Cooperating for mobility in Meuse - the Barrois, Cœur de Lorraine and Verdun regions

January 2023

Association Nationale des Pôles territoriaux et des Pays (ANPP - Territoires de projet)

The PETR, a flexible structure for local development, adapts to its territory by building on the strengths of its members. In Meuse, the three PETRs (Pays Barrois, Pays Coeur de Lorraine and Pays de Verdun) have a combined population of around 165,000, spread across 14 EPCIs. The geographical location of these PETRs has a number of advantages, including the Belgian and Luxembourg borders, as well as the TGV station linking Paris to Gare de l’Est. The car is the dominant mode of transport in the region, with a high level of car ownership. In response to this situation, the Pays Barrois PETR has been involved in a car-sharing platform with Mobicoop since 2010, but due to a lack of communication, the solution has not been popular with local residents. A planning document in the form of a mobility scheme for the Pays Barrois was drawn up between 2016 and 2018. The Coeur de Lorraine mobility study was carried out in 2018, while the Pays de Verdun does not have a master plan. It is important to note that the PETRs do not have AOM powers. 12 EPCIs have it, while two do not.

To download : enquete-mobilite-1.pdf (1.9 MiB)

Making cooperation a reality

A post has been created to ensure synergy between the three PETRs. As Julien DIDRY, Vice-President of the General Council and Chairman of the Pays de Verdun PETR, points out, the three PETRs have everything to gain by working together and building on each other’s strengths and initiatives, such as the Pays de Verdun’s digital strategy. Local development also involves renovating housing and working on the region’s image, to counteract the image of a neglected region, and mobility. The pitfall would be to work in silos. The PETR works on the scale of a catchment area, and mobility issues need to be dealt with at this level. By bringing together the three PETRs, the catchment area is even wider, so that the needs of all the inhabitants can be taken into account. What’s more, pooling resources provides greater leverage, particularly in financial terms. This has made it possible to recruit an FTE to coordinate the three PETRs.
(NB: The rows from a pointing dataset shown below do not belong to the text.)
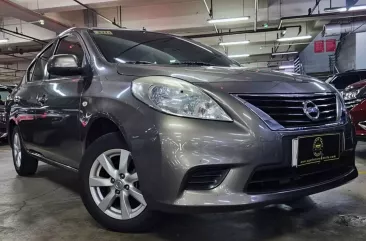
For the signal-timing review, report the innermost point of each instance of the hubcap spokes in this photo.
(114, 185)
(17, 150)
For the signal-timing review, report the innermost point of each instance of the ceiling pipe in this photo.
(12, 9)
(23, 35)
(261, 30)
(337, 29)
(100, 15)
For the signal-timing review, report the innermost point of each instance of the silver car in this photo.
(155, 122)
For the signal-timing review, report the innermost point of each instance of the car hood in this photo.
(233, 79)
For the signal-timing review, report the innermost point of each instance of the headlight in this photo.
(177, 97)
(351, 94)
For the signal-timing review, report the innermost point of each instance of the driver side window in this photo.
(71, 45)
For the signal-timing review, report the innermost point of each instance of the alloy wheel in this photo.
(17, 150)
(114, 185)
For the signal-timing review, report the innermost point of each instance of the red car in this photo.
(355, 98)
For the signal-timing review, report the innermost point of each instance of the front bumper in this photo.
(170, 147)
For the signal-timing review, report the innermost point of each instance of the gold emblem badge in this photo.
(318, 147)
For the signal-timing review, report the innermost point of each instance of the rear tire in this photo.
(25, 165)
(109, 185)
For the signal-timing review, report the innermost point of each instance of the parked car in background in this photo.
(156, 122)
(342, 80)
(4, 92)
(355, 100)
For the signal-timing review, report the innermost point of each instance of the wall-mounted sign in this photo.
(330, 45)
(350, 3)
(319, 46)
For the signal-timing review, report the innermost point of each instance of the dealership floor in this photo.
(47, 207)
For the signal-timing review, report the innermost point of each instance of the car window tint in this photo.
(71, 45)
(362, 75)
(3, 94)
(341, 82)
(39, 69)
(155, 48)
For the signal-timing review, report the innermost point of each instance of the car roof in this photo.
(80, 29)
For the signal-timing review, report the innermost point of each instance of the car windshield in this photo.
(329, 79)
(138, 47)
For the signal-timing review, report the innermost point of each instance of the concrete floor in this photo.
(47, 207)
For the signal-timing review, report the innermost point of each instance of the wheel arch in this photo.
(99, 125)
(11, 125)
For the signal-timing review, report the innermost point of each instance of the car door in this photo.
(57, 119)
(25, 99)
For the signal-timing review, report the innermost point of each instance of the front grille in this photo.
(352, 103)
(269, 180)
(204, 178)
(288, 111)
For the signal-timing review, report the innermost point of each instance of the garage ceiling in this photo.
(181, 17)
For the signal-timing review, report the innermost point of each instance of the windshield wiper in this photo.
(192, 63)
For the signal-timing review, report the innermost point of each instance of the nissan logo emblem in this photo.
(311, 110)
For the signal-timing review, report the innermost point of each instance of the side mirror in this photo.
(64, 65)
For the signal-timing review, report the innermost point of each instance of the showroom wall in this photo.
(347, 55)
(316, 62)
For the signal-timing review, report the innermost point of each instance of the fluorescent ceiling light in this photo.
(227, 20)
(355, 8)
(5, 40)
(239, 55)
(344, 9)
(333, 10)
(234, 43)
(286, 67)
(285, 53)
(293, 38)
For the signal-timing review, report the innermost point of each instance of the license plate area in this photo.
(315, 149)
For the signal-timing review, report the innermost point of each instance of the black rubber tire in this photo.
(28, 164)
(142, 223)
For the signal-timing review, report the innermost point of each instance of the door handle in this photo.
(42, 99)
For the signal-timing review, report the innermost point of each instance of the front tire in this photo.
(25, 165)
(110, 188)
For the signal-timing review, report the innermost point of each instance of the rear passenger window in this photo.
(71, 45)
(341, 82)
(38, 71)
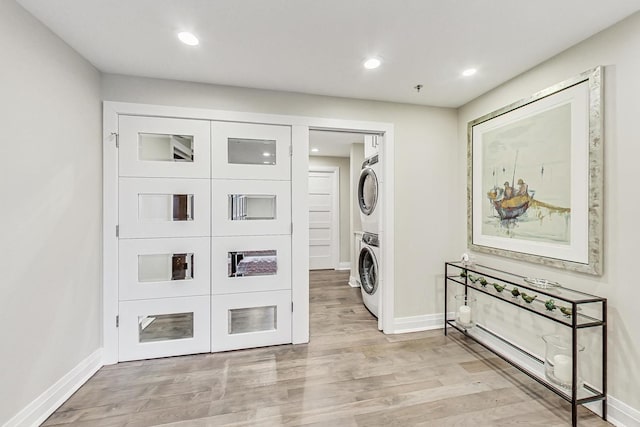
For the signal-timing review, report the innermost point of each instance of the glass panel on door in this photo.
(250, 151)
(253, 319)
(165, 327)
(165, 267)
(252, 263)
(165, 148)
(251, 207)
(157, 147)
(165, 207)
(243, 151)
(156, 207)
(162, 268)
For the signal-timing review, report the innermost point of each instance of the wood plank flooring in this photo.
(350, 374)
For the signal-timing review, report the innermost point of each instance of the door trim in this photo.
(299, 212)
(335, 214)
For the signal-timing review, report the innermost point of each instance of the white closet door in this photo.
(164, 207)
(164, 327)
(162, 147)
(250, 207)
(162, 268)
(248, 320)
(250, 151)
(251, 264)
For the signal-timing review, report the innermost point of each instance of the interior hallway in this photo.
(350, 374)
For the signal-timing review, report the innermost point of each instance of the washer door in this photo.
(367, 191)
(368, 270)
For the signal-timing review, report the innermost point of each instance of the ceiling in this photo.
(318, 46)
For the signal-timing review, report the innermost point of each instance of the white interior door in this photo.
(323, 218)
(162, 148)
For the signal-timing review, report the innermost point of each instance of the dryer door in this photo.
(367, 191)
(368, 270)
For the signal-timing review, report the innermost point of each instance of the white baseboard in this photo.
(618, 413)
(344, 266)
(44, 405)
(423, 322)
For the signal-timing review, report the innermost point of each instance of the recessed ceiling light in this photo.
(372, 63)
(469, 72)
(188, 38)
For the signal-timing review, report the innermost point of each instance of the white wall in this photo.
(425, 160)
(343, 164)
(618, 49)
(50, 186)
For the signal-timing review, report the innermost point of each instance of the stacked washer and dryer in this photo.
(369, 201)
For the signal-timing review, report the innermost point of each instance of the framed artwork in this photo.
(535, 177)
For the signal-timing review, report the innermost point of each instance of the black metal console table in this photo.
(573, 309)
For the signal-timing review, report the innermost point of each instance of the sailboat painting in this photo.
(535, 177)
(526, 175)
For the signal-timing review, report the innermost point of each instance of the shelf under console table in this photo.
(553, 306)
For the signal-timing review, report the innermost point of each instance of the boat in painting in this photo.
(512, 208)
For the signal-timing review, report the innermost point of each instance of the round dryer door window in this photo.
(367, 191)
(368, 268)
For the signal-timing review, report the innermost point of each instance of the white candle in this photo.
(465, 314)
(562, 368)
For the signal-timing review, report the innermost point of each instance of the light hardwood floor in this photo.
(348, 375)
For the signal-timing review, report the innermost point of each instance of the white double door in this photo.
(204, 249)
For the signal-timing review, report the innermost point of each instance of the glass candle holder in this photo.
(558, 360)
(465, 311)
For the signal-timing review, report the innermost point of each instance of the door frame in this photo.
(300, 127)
(335, 214)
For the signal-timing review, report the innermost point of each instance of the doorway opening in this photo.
(336, 160)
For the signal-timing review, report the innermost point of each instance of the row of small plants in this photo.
(550, 304)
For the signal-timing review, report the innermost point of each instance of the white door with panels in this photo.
(164, 148)
(164, 246)
(250, 151)
(323, 218)
(250, 207)
(204, 236)
(251, 229)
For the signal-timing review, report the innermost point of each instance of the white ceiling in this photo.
(318, 46)
(333, 144)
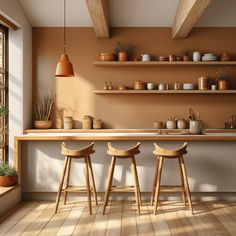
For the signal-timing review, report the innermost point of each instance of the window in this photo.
(3, 90)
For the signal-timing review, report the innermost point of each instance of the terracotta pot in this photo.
(186, 58)
(222, 85)
(106, 56)
(42, 124)
(122, 56)
(139, 85)
(7, 181)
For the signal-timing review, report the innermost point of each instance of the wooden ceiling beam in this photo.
(99, 13)
(187, 15)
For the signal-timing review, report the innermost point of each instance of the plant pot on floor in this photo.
(8, 181)
(42, 124)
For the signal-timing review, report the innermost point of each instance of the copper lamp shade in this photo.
(64, 67)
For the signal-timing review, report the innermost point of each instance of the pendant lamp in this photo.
(64, 66)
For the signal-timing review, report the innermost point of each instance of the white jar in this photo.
(181, 124)
(170, 124)
(150, 86)
(196, 56)
(161, 86)
(68, 122)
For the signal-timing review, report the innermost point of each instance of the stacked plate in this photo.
(209, 57)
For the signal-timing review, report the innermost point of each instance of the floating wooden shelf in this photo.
(164, 91)
(165, 63)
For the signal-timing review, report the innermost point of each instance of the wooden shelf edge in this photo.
(164, 63)
(164, 91)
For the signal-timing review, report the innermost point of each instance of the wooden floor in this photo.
(38, 218)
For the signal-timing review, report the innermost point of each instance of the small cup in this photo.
(150, 86)
(213, 87)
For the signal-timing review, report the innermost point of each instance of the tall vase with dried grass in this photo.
(43, 108)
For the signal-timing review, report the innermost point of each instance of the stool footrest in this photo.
(122, 189)
(76, 189)
(170, 189)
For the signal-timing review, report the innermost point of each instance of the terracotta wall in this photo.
(75, 95)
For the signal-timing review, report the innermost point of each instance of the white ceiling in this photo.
(125, 13)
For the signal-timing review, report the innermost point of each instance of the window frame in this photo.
(4, 87)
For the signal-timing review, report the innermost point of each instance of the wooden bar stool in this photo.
(77, 154)
(184, 188)
(123, 154)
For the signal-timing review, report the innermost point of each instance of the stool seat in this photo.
(123, 153)
(117, 153)
(159, 151)
(162, 153)
(76, 154)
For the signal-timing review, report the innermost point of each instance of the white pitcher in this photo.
(195, 126)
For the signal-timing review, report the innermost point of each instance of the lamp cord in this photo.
(64, 26)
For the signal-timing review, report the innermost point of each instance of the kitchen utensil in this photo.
(189, 86)
(181, 124)
(222, 85)
(161, 86)
(195, 126)
(157, 125)
(150, 86)
(196, 56)
(146, 57)
(68, 122)
(139, 85)
(106, 56)
(203, 83)
(171, 124)
(213, 87)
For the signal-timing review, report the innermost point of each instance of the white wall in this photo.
(20, 70)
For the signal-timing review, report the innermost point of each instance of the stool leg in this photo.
(154, 183)
(93, 182)
(158, 184)
(67, 179)
(182, 182)
(109, 183)
(88, 185)
(61, 184)
(186, 184)
(136, 184)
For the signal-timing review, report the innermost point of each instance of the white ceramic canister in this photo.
(170, 124)
(150, 86)
(196, 56)
(146, 57)
(181, 124)
(195, 126)
(68, 122)
(161, 86)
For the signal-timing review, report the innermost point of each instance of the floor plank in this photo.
(114, 220)
(128, 222)
(72, 219)
(160, 225)
(22, 224)
(223, 217)
(40, 222)
(57, 220)
(144, 223)
(86, 221)
(170, 209)
(13, 219)
(121, 219)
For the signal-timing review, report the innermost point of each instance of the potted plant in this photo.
(123, 50)
(8, 175)
(222, 77)
(186, 54)
(43, 109)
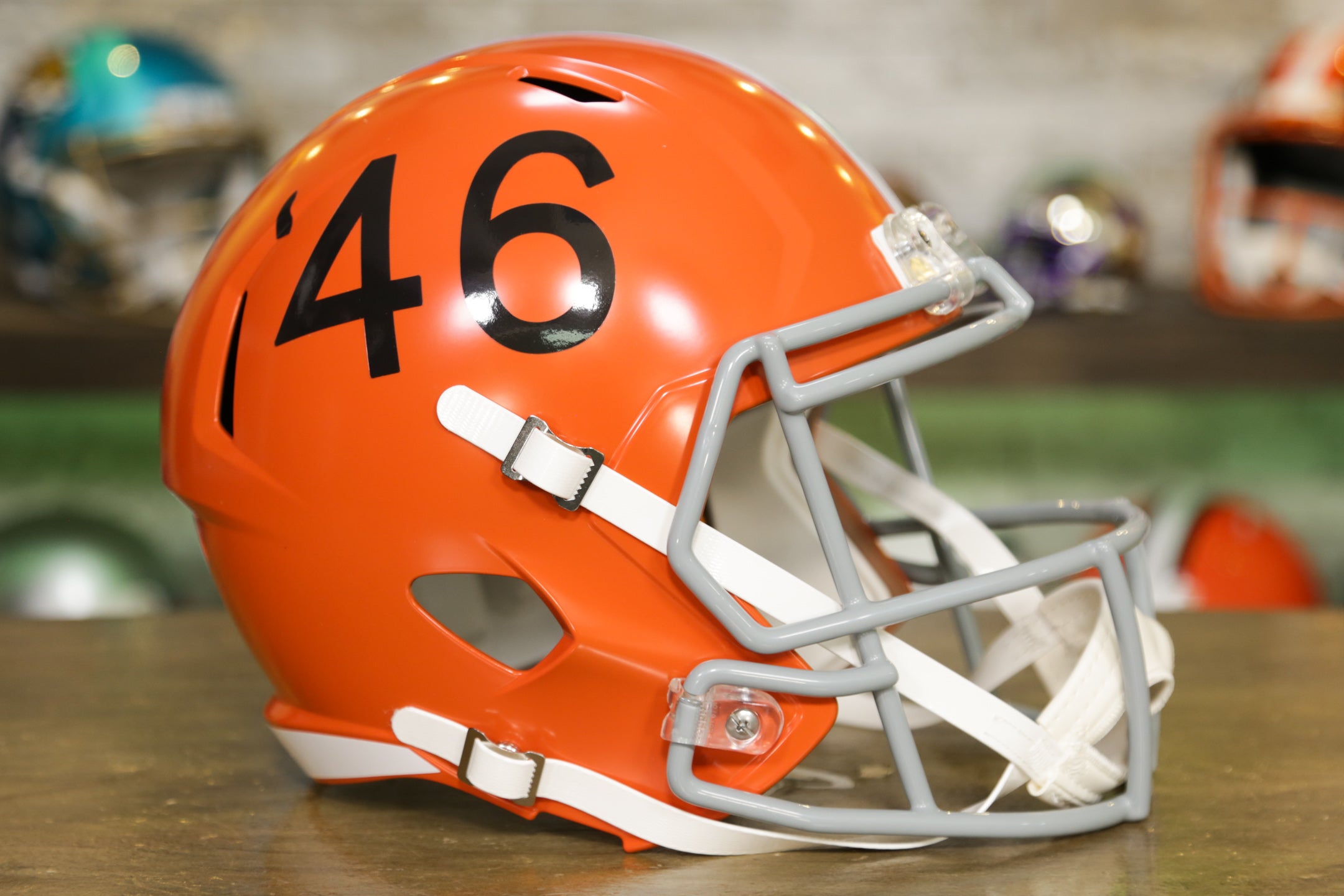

By proposing a network that will bring together all the mobility solutions of the three PETRs - called Roul’en’Meuse - this territorial cooperation is creating its own brand and setting itself apart. The brand will make it easier to communicate with local residents and to get them on board. Choosing its own car-sharing platform will save money and build on the strengths of the PETRs: their in-depth knowledge of the region and their ability to communicate. The governance of this cooperation is illustrated by a number of meetings, such as the Inter PETR Copil and the PETR technical committees, which take place every 15 days. The steering committee brings together the chairmen and vice-chairmen responsible for mobility. In addition, an extended steering committee brings together the department, the region, the EPCIs, ADEME, etc. Funding for the post linking the PETRs is provided by the EAFRD, while the Roul’en’Meuse platform has received funding as a prizewinner in the TENMOD 2022 call for expressions of interest. This cooperation is the fruit of a shared political will that did not wait for the law to be established. The engineering to support this inter-PETR project was one of the difficulties, but the recruitment of a person dedicated to monitoring the project enabled it to become operational. Other areas of inter-territorial cooperation? Since the issue of mobility has helped to mobilise the players around this cooperation between the three PETRs, it is interesting to ask how other issues could be the subject of future cooperation. This could be done on other issues that require time, reflection and a cross-cutting approach, such as energy renovation, for example. Even if the future of the PETR in the institutional landscape is still uncertain, its role in coordinating, prospecting and bringing together players is a major asset, in the image of this inter-territorial cooperation. As relations with the EPCIs are good, the PETRs can support and promote issues such as mobility on behalf of their member communities. The PETR stands out for its vision and weight. With three PETRs, cooperation carries more weight with the institutions.